We’re just catching up with the annual Sustainability in logistics report from American Shipper magazine, co-sponsored by eyefortransport, CSCMP and NRF.
The report, releaseD in Q1, is based on interviews with some 200 shippers and 3PLs (3PLs represented 32% of the respondents; the rest were spread over a wide range of industry sectors).
Interestingly, the survey found that support for Sustainability actual dropped a bit year over year. On a scale of one-to-ﬁve (one lowest; ﬁve highest) the average respondent ranked Sustainability at 3.00 in 2012 compared to 3.41 in 2011. (See figure below.)
Source: American Shipper
The study says that “While importance may be down, assurance in initiatives is up with almost 60% of respondents having a “high” or “very high” conﬁdence level in the ability to show positive results from Sustainability programs. This ﬁgure is up from 40% in 2011 which suggests, that the fad is dying down and companies are now focused on real results.”
We might add another factor, which is that companies are getting more focused on Green programs that are very clearly defined and which have a solid financial payback while improving Sustainability.
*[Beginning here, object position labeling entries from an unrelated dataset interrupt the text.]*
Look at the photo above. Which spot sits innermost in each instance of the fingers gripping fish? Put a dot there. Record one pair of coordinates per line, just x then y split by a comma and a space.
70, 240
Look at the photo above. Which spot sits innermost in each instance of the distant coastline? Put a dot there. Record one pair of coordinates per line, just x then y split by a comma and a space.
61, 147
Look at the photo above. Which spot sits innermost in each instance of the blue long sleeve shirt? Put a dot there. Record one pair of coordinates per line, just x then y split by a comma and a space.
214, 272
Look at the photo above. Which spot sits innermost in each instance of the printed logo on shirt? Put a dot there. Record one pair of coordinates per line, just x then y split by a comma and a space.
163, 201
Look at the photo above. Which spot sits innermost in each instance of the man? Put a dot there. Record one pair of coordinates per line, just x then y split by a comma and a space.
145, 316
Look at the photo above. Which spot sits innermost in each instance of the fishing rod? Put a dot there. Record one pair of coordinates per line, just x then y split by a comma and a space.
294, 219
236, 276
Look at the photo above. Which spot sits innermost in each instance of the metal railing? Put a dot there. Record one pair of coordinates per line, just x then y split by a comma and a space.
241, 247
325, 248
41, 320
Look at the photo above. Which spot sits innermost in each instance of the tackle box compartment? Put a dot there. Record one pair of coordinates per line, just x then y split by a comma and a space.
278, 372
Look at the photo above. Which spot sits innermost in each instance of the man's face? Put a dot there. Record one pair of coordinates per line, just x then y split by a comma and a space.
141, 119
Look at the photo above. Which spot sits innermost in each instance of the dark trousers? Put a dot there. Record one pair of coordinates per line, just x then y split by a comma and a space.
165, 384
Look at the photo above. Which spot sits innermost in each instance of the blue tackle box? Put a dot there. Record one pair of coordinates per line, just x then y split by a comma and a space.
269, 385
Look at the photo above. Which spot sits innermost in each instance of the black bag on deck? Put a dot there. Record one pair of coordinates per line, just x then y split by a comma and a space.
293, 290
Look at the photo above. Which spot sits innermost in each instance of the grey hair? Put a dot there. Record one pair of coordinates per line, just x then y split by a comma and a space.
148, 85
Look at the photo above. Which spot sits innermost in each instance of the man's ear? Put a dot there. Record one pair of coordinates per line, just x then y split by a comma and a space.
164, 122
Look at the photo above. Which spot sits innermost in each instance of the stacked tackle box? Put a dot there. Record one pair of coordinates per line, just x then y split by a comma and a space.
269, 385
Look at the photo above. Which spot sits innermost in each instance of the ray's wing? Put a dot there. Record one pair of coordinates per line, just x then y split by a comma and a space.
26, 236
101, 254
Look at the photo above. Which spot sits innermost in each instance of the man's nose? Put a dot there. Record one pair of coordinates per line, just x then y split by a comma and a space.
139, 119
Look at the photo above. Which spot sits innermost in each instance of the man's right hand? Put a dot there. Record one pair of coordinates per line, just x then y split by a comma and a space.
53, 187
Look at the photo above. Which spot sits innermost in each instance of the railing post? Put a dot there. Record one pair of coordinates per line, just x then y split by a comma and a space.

That view is supported by a later comment later in the report, which observed that “A cost neutral approach to environmental Sustainability appears to be under ﬁre in 2012 as more supply chain practitioners suggest their programs must have an ROi.”
But to us, a surprisingly large percentage of companies are willing to invest in Green with no ROI. As shown in the chart below, in 2011 a combined 67% of respondents said they would pursue Green efforts that would be just cost neutral at best oR actually deliver some hit to the bottom line. That combined number fell to 60%, however, in 2012.
Is Green Becoming a Decision Criteria?
A huge “tipping point” in the supply chain is if buying decisions really are impacted by Green considerations relative to suppliers and service providers
This year’s data says that Green considerations are growing in importance, especially relative to 3PL selections, but are far from dominant in decision making processes.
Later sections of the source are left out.